每年春节走亲访友都是家家户户的必备之行,老祖宗美取名曰:拜年!我们家亲戚不多,唯一可以热闹起来的就是舅一家如果在老家,那我们一大家子人聚一块,就可以热热闹闹的吃喝玩乐一天两天甚至是一周,印象中最深刻的一件事是我们几个外甥女陪舅喝酒,都被舅灌的晕乎乎的,最小的哭着喊着说妗是最好的,搞得大家面面相觑,这是真醉还是酒精发酵?还有一年是我被灌醉,大家相约去外面吃美食,只有醉醺醺的我和舅待家里聊家事,依稀记得舅提点了我好多:比如喝酒太实在,做人过以真,做事拉虎,书读多了有点迂腐等等,当时还有点不以为然,直到此后很多年回味起来才觉得都是最中肯的提点,但天生如此,知道自己的缺点却也改不了。过年去给舅拜年是亲情最妥帖的释放地,也是我最喜欢的拜年之处,更是我印象中对拜年最完美的诠释。
今年舅一家没回来,就是初二去妈家,虽也是暖暖的亲情,满桌的美味佳肴,但家人有限,毕竟热闹不起来,我心中很是怅然若失了一阵。但也不能组团跑舅家里去呀,太远也不现实。还好舅从初一到十五给了我暖暖的慰籍,让我受宠若惊之余满满的疑问,这又是几个意思呢?
正月十二妈打电话让我陪妈和大姨到妈的舅家去拜年,我听着有趣,爽然应允。这是一个我只在记忆里听过的地名,虽开着导航还是边走边问(妈和大姨一年来一次,也不认路),一路上妈和大姨回忆着她们小时候对自己大舅小舅的趣事,也聊着这几十年的家常里短,比如那时候去舅家拜年是挎一竹筐馒头爬一座山,天蒙蒙亮出发紧赶慢赶大晌午到舅舅家吃午饭,大舅和大舅妈特热情,家里好吃的很多,小舅和小舅妈腼腆一点,家里吃食也不多,所以每次都是小舅家一晃都跑大舅家,大舅妈虽然叨叨,但人好,只要家里有的都会尽数拿出,让还是小孩子的妈和大姨吃的美美的,玩的乐乐的,再挎一竹筐的红薯翻一座山回去,妈和大姨聊着的时候满脸的兴奋,脸上洋溢着对童年的回味和她们自己对春节拜年的留念和感动。

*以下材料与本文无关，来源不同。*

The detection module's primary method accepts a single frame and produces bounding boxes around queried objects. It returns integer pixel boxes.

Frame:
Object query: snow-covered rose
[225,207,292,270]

聊着聊着大姨说好久没有在舅舅家吃过饭了,今年一定吃顿团圆饭再走,这应该就是她们这代人对亲情最好的回味了。
聊着远走着快,也许就是冥冥之中的缘份,一进村我们就碰到了小舅姥姥,一群人(小妗姥姥,大姨,蒋华姐,我和妈)一起到了小妗姥姥家,进门就拉开了话匣子,这家长那家短的听着我乱倒倒的(因为我谁也不认识),蒋华姐跟着大姨来过几次,对这里的人和事有些了解,在边上和我解释两句。真是有趣,谁家也是鸡毛蒜皮的小事,但都记得清清楚楚,任何时间地点提起来都是一段故事。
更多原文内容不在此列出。